A: You must file a return in Canada if:
- You have to pay tax for the tax year.
- You received a request from the Canadian Tax Office to file a return.
- You and your spouse or common-law partner elected to split pension income during the tax year.
- You received working income tax benefit advance payments for the tax year.
- You disposed of capital property during the tax year (for example, if you sold real estate, your principal residence, or shares) or you realized a taxable capital gain (for example, if a mutual fund or trust attributed income to you, or you are reporting a capital gains reserve you claimed on your 2016 return).
- You have to repay any of your old age security or employment insurance benefits.
- You have not repaid all amounts withdrawn from your registered retirement savings plan (RRSP) under the Home Buyers’ Plan or the Lifelong Learning Plan.
- You have to contribute to the Canada Pension Plan (CPP).
- You are paying employment insurance premiums on self-employment and other eligible earnings.
- You are a non-resident receiving certain types of Canadian source income.
Even if none of these requirements apply, you should file a return if:
- You want to claim a refund.
- You want to claim the working income tax benefit for the tax year.
- You want the goods and services tax/harmonized sales tax (GST/HST) credit (including any related provincial credits).
- You or your spouse or common-law partner want to begin or continue receiving Canada child benefit payments, including related provincial or territorial benefit payments.
- You have incurred a non-capital loss in during the tax year that you want to be able to apply in other years.
- You want to transfer or carry forward to a future year the unused part of your tuition.
- You want to report income for which you could contribute to an RRSP and/or a pooled registered pension plan (PRPP) to keep your RRSP/PRPP deduction limit for future years current.

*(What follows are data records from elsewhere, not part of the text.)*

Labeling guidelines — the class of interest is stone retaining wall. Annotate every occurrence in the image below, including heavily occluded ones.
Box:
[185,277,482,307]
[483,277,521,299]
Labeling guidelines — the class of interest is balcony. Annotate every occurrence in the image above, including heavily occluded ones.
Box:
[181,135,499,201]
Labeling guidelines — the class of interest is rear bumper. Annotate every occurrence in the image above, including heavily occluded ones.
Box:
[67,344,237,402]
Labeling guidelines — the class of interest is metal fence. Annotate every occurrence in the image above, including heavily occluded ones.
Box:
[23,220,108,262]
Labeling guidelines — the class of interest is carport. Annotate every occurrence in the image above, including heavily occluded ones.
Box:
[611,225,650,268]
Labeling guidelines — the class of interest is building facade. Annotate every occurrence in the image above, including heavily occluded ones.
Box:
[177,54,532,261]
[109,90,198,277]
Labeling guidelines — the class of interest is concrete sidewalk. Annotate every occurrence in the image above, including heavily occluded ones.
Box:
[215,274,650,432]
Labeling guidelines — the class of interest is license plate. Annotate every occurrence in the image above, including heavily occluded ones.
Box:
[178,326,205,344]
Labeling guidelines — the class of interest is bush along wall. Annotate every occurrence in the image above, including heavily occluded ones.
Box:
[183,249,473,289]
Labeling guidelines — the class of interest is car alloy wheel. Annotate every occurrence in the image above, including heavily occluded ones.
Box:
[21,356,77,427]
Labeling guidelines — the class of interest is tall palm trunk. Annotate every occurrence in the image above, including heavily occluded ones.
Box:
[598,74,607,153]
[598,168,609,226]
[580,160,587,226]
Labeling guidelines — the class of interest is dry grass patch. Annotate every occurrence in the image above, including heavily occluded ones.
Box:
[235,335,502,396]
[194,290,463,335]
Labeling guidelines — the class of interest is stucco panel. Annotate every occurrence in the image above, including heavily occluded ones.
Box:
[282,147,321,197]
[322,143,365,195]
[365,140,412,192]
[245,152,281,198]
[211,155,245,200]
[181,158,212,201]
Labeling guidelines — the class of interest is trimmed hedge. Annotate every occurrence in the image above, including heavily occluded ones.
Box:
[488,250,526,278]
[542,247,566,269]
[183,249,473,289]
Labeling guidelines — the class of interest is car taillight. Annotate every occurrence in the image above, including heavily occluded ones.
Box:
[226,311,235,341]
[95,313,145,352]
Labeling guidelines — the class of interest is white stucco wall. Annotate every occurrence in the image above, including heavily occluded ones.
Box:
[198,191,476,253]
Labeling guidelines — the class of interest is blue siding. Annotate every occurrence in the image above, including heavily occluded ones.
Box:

- You want to carry forward the unused investment tax credit on expenditures you incurred during the current year.
- You receive the guaranteed income supplement or allowance benefits under the old age security program.
4. Q: I am a student in Canada what type of expenses can I claim on my income tax return?
A: You can claim as a tax credit or transfer for future years the tuition fee you paid in Canada. You can also claim as a tax credit the interest paid on your student’s loan.
In case you are a resident in Canada and moved closer to the University you can claim moving expenses.
5. Q: When can I claim moving expenses?
A: You can claim eligible moving expenses when:
- you moved and established a new home to work or run a business at a new location; or
- you moved to be a student in full-time attendance in a post-secondary program at a university, college or other educational institution.
To qualify, your new home must be at least 40 kilometres (by the shortest usual public route) closer to your new work or school.
6. Q: What are the eligible moving expenses I can claim?
A: You can claim the following moving expenses:
- Transportation and storage costs
- Travel expenses
- Temporary living expenses for up to a maximum of 15 days
- Cost of cancelling the lease for your old home
- Incidental costs related to your move which include the following:
- changing your address on legal documents;
- replacing driving licences and non-commercial vehicle permits (not including insurance); and
- utility hook-ups and disconnections
- Cost to maintain your old home when vacant (maximum of $5,000) after you moved, and during a period when reasonable efforts were made to sell the home. It includes the following:
- property taxes;
- insurance premiums; and
- cost of heating and utilities expenses.
- Cost of selling your old home, including advertising, notary or legal fees, real estate commission, and mortgage penalty when the mortgage is paid off before maturity.
- Cost of buying your new home if you or your spouse or common-law partner sold your old home because of your move.